Steffen Rose (59), Veranstalter in Schweinfurt: "Im Bühnenbetrieb gab es schon immer ein Machtgefälle zwischen Künstlern, Fans und Veranstaltern"
"Im Bühnenbetrieb gab es schon immer ein Machtgefälle zwischen Künstlern, Fans und Veranstaltern – oft verbunden mit einem Machotum männlicher Künstler. Bands nutzen ihre Stellung gegenüber uns Veranstaltern gerne aus, um das zu bekommen, was sie für sich und ihre Show wollen. Das fängt beim Bühnenlicht an und endet beim Catering. Auf der anderen Seite müssen sich Bands auch immer selbst darstellen, um sich zu präsentieren. In gewisser Weise gehören Machtspiele also zum Alltag auf der Bühne. Problematisch wird es jedoch, wenn es zu Machtmissbrauch kommt und Künstler oder Manager sich daneben benehmen. Das System Row Zero, ist kein Einzelfall, sondern weit verbreitet – egal in welchem Genre. Ich organisiere seit über 30 Jahren Shows im Punkrock/Hardcore Bereich. Als Veranstalter habe ich auf meinen Shows bisher noch nie von Vorfällen oder Gerüchten gehört, dass sich ein Künstler unangemessen gegenüber dem Publikum und Fans verhalten hätte. In einem Club, wie dem Stattbahnhof würden wir darauf äußerst sensibel reagieren und so etwas nicht tolerieren."
Eric Greulich (42), Musiker und Künstlerbetreuer aus Schweinfurt: "Man hat da teilweise auch mit sehr gefährlichen Leuten zu tun."

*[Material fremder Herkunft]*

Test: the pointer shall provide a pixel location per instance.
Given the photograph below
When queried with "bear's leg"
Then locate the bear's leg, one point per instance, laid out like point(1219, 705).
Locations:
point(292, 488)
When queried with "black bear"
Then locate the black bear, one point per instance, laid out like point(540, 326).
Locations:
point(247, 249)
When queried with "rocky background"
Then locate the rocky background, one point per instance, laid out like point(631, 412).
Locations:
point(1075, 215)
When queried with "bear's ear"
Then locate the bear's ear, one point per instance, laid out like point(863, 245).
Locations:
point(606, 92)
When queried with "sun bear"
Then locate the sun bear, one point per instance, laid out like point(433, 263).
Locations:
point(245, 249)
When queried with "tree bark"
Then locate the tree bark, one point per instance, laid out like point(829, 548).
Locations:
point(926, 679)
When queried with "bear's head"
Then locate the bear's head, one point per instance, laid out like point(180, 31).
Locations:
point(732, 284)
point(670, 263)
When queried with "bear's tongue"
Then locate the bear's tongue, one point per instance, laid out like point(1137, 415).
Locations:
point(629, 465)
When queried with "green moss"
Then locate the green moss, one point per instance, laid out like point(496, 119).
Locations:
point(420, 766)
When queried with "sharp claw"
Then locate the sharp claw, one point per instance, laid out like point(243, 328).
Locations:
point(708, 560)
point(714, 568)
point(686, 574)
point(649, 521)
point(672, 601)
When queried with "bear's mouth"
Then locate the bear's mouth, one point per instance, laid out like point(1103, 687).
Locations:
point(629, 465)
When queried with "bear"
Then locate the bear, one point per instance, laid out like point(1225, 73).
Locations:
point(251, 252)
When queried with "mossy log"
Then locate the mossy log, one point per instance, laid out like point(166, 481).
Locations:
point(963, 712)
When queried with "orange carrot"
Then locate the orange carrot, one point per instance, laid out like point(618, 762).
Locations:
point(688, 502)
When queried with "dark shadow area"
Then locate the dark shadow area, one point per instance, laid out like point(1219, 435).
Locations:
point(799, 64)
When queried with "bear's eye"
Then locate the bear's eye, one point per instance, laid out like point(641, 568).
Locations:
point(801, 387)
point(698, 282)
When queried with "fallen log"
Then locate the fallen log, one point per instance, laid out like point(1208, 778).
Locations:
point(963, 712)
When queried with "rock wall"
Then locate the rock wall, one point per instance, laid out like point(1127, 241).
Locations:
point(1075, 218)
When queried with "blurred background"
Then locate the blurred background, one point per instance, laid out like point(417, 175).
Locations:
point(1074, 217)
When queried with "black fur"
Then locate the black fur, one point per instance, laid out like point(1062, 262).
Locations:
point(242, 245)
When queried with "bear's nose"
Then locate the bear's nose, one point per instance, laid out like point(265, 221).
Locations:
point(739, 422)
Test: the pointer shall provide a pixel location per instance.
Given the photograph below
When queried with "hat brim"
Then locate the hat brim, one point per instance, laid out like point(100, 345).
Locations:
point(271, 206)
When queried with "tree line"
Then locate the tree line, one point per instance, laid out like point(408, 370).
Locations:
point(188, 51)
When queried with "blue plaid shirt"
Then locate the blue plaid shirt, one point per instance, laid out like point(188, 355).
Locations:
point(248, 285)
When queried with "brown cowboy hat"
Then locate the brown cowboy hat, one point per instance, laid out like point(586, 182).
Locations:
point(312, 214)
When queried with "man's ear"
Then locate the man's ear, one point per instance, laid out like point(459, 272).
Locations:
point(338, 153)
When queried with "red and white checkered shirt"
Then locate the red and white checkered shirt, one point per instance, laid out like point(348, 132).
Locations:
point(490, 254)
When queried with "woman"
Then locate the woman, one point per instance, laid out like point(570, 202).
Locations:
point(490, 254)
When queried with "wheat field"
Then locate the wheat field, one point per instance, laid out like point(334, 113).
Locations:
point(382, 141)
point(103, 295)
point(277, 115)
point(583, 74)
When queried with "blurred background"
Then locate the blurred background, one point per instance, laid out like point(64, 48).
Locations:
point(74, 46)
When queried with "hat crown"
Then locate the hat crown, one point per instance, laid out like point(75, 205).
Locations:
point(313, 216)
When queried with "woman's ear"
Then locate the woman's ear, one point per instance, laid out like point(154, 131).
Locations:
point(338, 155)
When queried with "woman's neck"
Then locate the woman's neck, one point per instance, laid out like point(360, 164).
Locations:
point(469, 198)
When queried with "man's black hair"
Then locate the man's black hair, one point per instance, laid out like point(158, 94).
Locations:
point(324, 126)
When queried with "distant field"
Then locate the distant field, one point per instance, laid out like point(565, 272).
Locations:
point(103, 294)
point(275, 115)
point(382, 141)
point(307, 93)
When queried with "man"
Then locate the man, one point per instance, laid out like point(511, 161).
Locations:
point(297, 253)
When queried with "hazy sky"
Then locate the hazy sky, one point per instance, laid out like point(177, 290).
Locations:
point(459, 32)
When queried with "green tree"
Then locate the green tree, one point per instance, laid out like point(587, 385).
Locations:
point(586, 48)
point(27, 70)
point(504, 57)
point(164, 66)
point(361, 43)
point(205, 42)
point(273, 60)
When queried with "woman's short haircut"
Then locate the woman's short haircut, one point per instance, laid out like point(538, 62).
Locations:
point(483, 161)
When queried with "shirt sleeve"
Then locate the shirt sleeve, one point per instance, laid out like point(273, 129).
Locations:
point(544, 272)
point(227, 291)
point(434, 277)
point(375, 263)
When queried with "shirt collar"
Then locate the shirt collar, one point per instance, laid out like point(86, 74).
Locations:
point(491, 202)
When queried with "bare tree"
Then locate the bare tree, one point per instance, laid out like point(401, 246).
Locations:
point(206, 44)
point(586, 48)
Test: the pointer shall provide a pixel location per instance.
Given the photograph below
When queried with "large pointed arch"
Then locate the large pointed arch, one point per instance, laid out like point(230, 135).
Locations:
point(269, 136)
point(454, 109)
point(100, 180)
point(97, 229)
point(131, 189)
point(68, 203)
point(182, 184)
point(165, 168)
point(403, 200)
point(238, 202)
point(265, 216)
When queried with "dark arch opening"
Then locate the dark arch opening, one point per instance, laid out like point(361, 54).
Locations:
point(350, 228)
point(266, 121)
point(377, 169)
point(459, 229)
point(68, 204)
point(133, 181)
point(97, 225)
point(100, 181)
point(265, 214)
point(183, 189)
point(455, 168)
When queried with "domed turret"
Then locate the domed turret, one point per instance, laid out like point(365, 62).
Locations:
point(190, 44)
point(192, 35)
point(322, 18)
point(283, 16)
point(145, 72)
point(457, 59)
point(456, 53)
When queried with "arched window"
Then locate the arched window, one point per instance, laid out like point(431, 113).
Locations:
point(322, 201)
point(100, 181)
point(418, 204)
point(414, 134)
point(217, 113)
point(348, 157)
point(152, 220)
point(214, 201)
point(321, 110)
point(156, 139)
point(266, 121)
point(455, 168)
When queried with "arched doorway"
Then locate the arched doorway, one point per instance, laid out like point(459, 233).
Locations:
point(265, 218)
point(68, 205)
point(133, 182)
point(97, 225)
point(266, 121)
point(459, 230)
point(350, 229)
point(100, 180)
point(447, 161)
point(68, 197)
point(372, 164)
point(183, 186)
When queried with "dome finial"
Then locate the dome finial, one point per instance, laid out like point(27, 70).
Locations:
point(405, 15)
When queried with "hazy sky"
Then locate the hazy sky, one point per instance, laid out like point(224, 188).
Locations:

"Ich arbeite seit 18 Jahren für verschiedene Agenturen der Künstlerbetreuung auf Festivals und Touren. Von Kiss über Pink Floyd bis zu Marilyn Manson war ich überall schon dabei. Über vieles, was im Backstage passiert, dürfen wir laut unseren Verträgen nicht sprechen. Mein Eindruck ist, dass je älter die Gruppen werden – nehmen wir zum Beispiel Kiss –, desto entspannter ist der Umgang mit ihnen. Schwieriger wird es mit den jüngeren, Testosteron-geladenen Künstlern. Das geht gerne mal auf Kosten von Mobiliar und Crew. Gerade wenn Bands nach einer guten Show von der Bühne kommen und noch mit Adrenalin voll gepumpt sind. Ja, der Bühnenbetrieb ist eine Männerdomäne, aber ich kenne auch genügend Künstlerinnen, die kompliziert sind und sich ihrer Position durchaus bewusst. Das lassen sie einen auch spüren. Wenn Rihanna morgens um fünf ein frisch gebratenes Steak will, klingelt deren Management den Koch auch raus, egal ob der schläft oder nicht. Oder wenn der Manager von Depeche Mode auf der Tour in Berlin für vier Stunden ein Schwimmbad für sich alleine mietet. In Schweinfurt käme kein Manager auf die Idee, kurz mal Leute aus dem Silvana herauszuwerfen. Das große Showbiz ist eine völlig andere Liga, als lokale Shows. Man hat da teilweise auch mit gefährlichen Leuten zu tun. Bei einer Umbaupause zwischen zwei bekannten Bands auf einem großen Konzert in der Region habe ich einmal zwei Crewmitglieder beim Streit beobachtet. Einer davon war von den Hells Angels und hat danach den anderen bedroht. Da musste sogar der Staatsschutz eingreifen. Es ist kein Geheimnis, dass dort auch oft Drogen im Spiel sind."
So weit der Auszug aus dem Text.